South Africa’s biggest metalworkers union has launched an indefinite strike, seeking pay rises and threatening to block supplies of parts to make new cars and accessories, according to industry and union officials.
With approximately 155,000 members organised in the sector, the National Union of Metalworkers of South Africa (NUMSA) on Tuesday called for a total shutdown of the engineering industry after wage talks with employer bodies reached a deadlock and arbitration failed.
“We are left with no choice but to strike and to withhold our labour indefinitely until the bosses give into our just demands,” NUMSA said in a statement.
The union organised marches and rallies across the country on Tuesday, with thousands attending a march in downtown Johannesburg where protesters wearing NUMSA’s trademark red colours held up placards including, “An injury to one is an injury to all.”
NUMSA had sought an 8 percent across-the-board wage rise in the first year of a pay deal, and an increase equal to the rate of inflation plus 2 percent for the following two years. Annual inflation is currently about 5 percent.

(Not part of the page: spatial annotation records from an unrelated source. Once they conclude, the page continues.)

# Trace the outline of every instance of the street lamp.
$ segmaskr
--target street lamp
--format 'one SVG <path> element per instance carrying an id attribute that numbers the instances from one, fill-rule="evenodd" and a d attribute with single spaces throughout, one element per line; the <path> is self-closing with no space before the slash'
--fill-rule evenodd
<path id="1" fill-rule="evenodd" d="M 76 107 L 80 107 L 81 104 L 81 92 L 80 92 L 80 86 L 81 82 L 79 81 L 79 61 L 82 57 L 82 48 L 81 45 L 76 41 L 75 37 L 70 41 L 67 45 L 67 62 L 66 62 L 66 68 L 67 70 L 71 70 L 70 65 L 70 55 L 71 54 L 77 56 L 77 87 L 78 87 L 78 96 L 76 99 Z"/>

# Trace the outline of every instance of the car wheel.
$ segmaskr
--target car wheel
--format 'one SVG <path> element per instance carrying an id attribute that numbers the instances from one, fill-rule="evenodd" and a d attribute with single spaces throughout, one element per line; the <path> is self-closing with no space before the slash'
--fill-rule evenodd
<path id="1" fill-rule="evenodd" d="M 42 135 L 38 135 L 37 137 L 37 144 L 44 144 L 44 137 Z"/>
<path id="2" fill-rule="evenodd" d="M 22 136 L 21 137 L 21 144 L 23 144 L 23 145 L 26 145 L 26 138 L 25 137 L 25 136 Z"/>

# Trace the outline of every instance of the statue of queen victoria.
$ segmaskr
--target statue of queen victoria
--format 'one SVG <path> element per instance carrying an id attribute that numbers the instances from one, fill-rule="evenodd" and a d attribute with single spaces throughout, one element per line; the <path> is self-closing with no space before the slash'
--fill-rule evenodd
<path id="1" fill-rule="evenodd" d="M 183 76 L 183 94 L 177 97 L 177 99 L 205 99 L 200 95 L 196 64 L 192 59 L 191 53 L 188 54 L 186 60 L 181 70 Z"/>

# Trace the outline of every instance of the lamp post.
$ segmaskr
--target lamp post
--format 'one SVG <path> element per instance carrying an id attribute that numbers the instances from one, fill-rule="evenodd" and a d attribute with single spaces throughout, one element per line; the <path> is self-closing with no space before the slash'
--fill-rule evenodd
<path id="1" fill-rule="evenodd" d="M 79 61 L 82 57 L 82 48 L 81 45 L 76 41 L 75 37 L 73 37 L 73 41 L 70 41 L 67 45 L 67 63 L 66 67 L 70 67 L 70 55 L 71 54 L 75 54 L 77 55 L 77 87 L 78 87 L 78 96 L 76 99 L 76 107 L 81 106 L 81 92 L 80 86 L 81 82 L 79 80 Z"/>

Industry body Steel and Engineering Industries Federation of Southern Africa had offered 4.4 percent for 2021, inflation plus 0.5 percent in 2022 and inflation plus 1 percent in the third year.
Lucio Trentini, chief executive at the federation which represents more than 1,000 firms, from small family-owned businesses with less than 20 employees to large listed companies, said a poll among members on Tuesday showed a worker absenteeism rate of around 26 percent.
“And I fear … that this number will grow as the strike continues through the week,” he told the Reuters news agency.
Economy hit by COVID
Trentini said they were in contact with NUMSA to try and reach a “mutually acceptable” compromise and prevent a repeat of a damaging four-week strike in 2014 that cost the economy an estimated 6 billion rand ($398m) in lost output.
Smaller union, UASA, said it was balloting members to determine if they also supported strike action, with a final decision expected on Friday.
South Africa’s economy, including its export-focused car sector, was hit hard by the COVID-19 pandemic, making employers reluctant to give in to union demands for above-inflation salary rises.
Car sales fell by roughly 30 percent last year for both the domestic and export market, hitting major brands such as Ford, BMW and Nissan which all have local plants.
“We urge parties to speedily resolve the impasse and prevent long-term damage and possible line stoppages to vehicles being assembled in SA and abroad,” Renai Moothilal, executive director at the National Association of Automotive Component and Allied Manufacturers, told Reuters.
Mark Roberts, a lead convener at the Retail Motor Industry Association, said if NUMSA’s strike lasted more than a week, supplies could be affected.
Separately, the country’s largest trade union federation called on its members to stay away from work on Thursday.
COSATU, which is aligned with the governing African National Congress party but is sometimes critical of its policies, accuses the government of economic mismanagement during the coronavirus crisis.
It wants to pressure policymakers to adopt a looser fiscal stance at next month’s mid-term budget.